SIMON FINFER: We don’t have any specific diagnostic tests for sepsis. It’s a clinical diagnosis which requires people who are developing sepsis to understand that they’re developing sepsis and get themselves to healthcare.
NORLIAH SYER-PETERSON: Once this infection gets into the bloodstream and turns to sepsis, it is like a tsunami through the body.
TOM HARTLEY: Levi’s illness seemed to come out of nowhere. He came home after a day’s work with what felt like a stiff neck and a stomach bug.
NORLIAH SYER-PETERSON: At 1.30 am I was awoken to a loud bang. He had vomited in the bucket that I’d given him, and he wasn’t making any sense, so we rang paramedics.
They took his temperature, he had a fever of about 40.1, and then he was just laying there.
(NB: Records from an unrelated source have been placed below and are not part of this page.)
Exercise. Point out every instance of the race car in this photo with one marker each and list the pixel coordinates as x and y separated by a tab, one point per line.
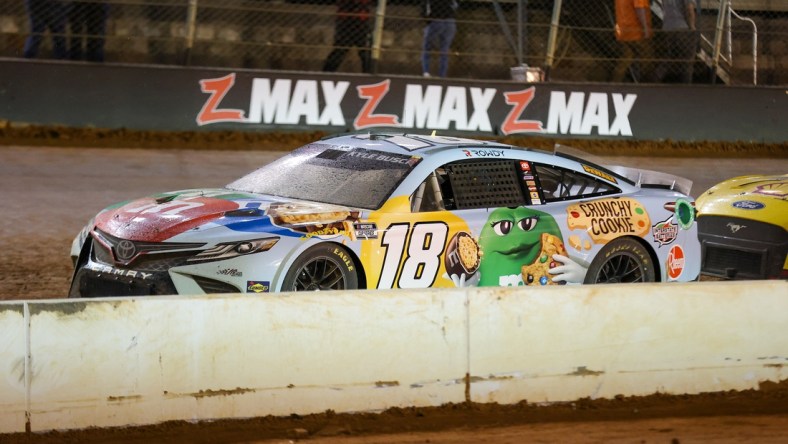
380	211
743	228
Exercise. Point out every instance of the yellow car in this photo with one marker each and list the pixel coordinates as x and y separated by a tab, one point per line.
743	228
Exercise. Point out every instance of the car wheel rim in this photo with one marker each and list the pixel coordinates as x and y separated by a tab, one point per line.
621	268
319	274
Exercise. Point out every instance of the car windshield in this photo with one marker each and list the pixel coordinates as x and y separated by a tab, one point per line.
340	175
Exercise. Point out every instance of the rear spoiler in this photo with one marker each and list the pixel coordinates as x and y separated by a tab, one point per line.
648	178
637	176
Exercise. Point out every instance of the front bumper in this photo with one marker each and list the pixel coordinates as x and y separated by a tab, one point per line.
736	248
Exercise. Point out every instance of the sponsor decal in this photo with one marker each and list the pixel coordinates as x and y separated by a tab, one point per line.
599	173
484	153
665	232
366	230
372	155
748	205
777	189
230	272
675	262
258	286
325	231
282	101
607	219
345	258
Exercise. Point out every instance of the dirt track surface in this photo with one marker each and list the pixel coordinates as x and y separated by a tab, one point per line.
53	180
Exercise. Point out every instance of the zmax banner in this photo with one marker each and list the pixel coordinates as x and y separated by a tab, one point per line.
179	98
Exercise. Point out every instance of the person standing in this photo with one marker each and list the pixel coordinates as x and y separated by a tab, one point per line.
88	20
46	15
679	42
352	29
439	33
633	32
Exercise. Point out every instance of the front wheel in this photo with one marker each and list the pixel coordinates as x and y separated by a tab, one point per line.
320	268
622	260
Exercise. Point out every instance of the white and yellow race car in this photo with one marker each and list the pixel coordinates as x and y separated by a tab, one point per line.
396	211
743	227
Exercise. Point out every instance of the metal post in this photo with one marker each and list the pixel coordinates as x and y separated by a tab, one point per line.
718	39
754	45
519	32
191	27
377	35
552	38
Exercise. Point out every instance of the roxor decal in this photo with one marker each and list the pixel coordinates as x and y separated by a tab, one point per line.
286	101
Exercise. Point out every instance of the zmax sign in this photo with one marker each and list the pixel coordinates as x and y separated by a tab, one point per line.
285	101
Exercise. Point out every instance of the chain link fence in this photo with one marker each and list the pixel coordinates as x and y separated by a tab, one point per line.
736	42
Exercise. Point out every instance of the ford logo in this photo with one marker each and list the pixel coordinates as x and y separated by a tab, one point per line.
748	205
125	250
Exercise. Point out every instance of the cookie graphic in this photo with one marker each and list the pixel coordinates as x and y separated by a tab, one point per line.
462	255
537	272
607	219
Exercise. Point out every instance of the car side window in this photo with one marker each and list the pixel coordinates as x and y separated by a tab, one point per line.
470	184
559	184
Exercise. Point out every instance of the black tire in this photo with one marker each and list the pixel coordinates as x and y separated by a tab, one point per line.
622	260
321	268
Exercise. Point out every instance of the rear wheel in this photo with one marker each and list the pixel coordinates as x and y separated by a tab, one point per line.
622	260
320	268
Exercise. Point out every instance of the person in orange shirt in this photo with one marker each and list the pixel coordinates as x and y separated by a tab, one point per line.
633	32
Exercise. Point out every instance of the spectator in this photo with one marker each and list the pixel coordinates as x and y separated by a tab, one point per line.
439	33
352	28
633	32
46	15
679	42
88	22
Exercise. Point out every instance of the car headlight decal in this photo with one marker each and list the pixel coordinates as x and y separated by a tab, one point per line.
229	250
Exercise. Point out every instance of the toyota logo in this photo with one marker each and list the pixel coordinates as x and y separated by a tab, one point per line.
125	250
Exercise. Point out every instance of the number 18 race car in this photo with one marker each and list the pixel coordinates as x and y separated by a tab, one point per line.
396	211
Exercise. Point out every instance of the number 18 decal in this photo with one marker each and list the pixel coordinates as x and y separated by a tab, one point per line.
422	247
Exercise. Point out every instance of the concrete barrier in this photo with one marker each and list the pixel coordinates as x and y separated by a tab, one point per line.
114	362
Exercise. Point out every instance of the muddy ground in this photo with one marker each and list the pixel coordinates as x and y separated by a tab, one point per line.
34	265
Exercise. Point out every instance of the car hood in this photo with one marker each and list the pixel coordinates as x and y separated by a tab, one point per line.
188	214
755	197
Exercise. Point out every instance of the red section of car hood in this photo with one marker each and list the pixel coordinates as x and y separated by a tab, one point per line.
156	220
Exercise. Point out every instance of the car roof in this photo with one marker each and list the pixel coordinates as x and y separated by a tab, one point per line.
431	145
404	143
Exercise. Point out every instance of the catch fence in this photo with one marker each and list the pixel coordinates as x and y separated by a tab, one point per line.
736	41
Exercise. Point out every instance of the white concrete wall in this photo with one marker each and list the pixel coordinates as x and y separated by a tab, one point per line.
115	362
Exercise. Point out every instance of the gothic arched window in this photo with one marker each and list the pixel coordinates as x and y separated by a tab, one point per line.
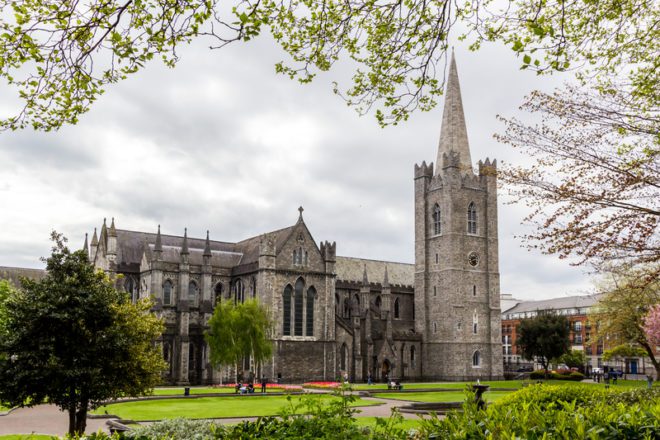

He just said to me, “Mama, mama, mama,” and they were his first words to me as a baby and then he asked me if he was going to die…
TOM HARTLEY: In the ICU dozens of doctors and nurses fought to save him. Levi’s parents had no idea he had meningococcal B which had turned to sepsis.
NORLIAH SYER-PETERSON: I had one last type of communication with him, I just did the prayer sign and blew a kiss at him, and he did the thumbs up at me which he always did from a very young age.
And I felt when he was giving me the thumbs up he was trying to make me feel calm, make me think that he’d be okay, or that he will be okay wherever it is that he’s going.
After that his heart rate started to slow down as well so his heart was no longer beating effectively so they started CPR on him for 90 mins. and 7.40am the doctor called it. So it was extremely quick and extremely traumatic.
TOM HARTLEY: On the Gold Coast, a team of Australian scientists believe they may be on the brink of a breakthrough.
Professor Mark von Itzstein and his colleagues have developed a drug candidate designed to calm cases of sepsis.
PROF. MARK VON ITZSTEIN, GRIFFITH UNIVERSITY: So it is a classic drug candidate, which is a small molecule that is relatively stable when it’s administered to the patient and is able to interact with these nasty molecules that are secreted by damaged cells which means when you combine those pair, boom, it stops that engagement in causing further damage to tissue.
TOM HARTLEY: It’s a soluble powder, able to be injected intravenously.
An early clinical trial run by their industry partner – a Chinese pharmaceuticals company – has produced encouraging results but there’s a long way to go, with further trials needed before it’s approved to go to market.
MARK VON ITZSTEIN: It could be anywhere between two to five years. Two, being extremely optimistic, frankly, five, probably more realistic. But that will sit entirely with the industry partner.
TOM HARTLEY: Professor Finfer remains cautiously optimistic. He’s seen previous sepsis medications shelved, after they were proven to be ineffective.
SIMON FINFER: There’s no specific drug that treats sepsis despite literally billions of dollars being spent by the pharmaceutical industry and independent researchers trying to find such a drug. Hopefully we will find some drugs that make a difference.
MARK VON ITZSTEIN: Look, I think there are always risks. And you’re right, sometimes when a drug goes to market for a range of reasons, it may not be successful. I would remain optimistic that this will be one that will go further and succeed in actually treating sepsis patients.
TOM HARTLEY: Norliah Syer-Peterson is determined to turn her family’s tragedy into awareness. She wants all Australian states and territories to fund meningococcal B vaccinations and parents to be on the lookout for the signs of sepsis.
NORLIAH SYER-PETERSON: One day you’re happy and healthy, and by the next morning you’re gone, and nobody should have to go through that.